GSA issues strongly worded response to senator’s criticisms

Statement follows a speech in which Sen. Charles Grassley accused the agency’s chief of pressuring contract officers to renew a technology agreement under unfavorable terms.

General Services Administration chief Lurita Doan has fired back in unusually strong terms at Senate Finance ranking member Charles Grassley, R-Iowa, who on Wednesday accused Doan of improperly meddling in GSA contract negotiations and fabricating allegations against the agency's inspector general.

"Senator Grassley has his facts about Sun Microsystems wrong," a GSA spokeswoman said in a statement Thursday. "He uses false innuendo to impugn the motives of GSA management, and based on his statement regarding his investigation of the Sun matter, this investigation appears to be a conspiracy looking for a theory."

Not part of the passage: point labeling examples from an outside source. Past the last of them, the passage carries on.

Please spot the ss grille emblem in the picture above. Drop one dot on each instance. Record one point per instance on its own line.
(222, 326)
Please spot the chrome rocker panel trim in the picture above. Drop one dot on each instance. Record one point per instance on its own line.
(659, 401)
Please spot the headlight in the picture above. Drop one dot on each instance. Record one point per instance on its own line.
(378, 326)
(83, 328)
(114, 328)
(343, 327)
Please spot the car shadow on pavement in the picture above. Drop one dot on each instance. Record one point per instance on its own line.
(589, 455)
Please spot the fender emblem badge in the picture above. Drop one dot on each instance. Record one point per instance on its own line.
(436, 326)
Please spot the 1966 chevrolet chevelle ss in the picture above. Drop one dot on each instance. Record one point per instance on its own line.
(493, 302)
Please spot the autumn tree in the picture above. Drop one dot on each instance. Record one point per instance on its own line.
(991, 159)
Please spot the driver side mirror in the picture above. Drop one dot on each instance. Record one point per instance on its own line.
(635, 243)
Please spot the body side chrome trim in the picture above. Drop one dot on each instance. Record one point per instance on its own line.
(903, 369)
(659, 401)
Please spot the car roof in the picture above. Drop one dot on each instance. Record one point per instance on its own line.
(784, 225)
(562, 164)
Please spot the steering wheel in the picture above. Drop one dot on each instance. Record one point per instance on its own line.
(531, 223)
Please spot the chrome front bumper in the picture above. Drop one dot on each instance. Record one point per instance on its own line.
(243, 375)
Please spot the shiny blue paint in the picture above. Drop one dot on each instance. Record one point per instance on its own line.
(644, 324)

GSA issued its statement in response to a speech in which Grassley said an investigation by his staff showed Doan last year pressured GSA contract officers to renew an information technology contract with Sun under terms that wasted millions of dollars. Grassley also asserted Doan may have made up charges that employees under GSA Inspector General Brian Miller used aggressive tactics to intimidate contract officers and vendors.

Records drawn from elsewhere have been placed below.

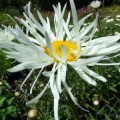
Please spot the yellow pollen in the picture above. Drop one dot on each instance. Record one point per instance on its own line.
(70, 47)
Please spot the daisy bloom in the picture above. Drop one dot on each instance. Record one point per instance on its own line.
(95, 4)
(60, 46)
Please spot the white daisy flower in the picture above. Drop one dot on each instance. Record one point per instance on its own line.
(5, 35)
(109, 20)
(60, 46)
(95, 4)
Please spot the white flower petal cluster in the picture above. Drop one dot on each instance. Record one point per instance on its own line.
(109, 20)
(95, 4)
(5, 35)
(36, 50)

Grassley said his charges are detailed in reports sent to the White House, GSA and oversight committees, but that proprietary issues prevented public release of the reports.

GSA said the contract was a good deal. "The Sun Microsystems contract ... is not the example of contracting irregularities that some may have hoped," the agency statement said.

Sun also issued a statement questioning Grassley's claims. The senator's office had no immediate response.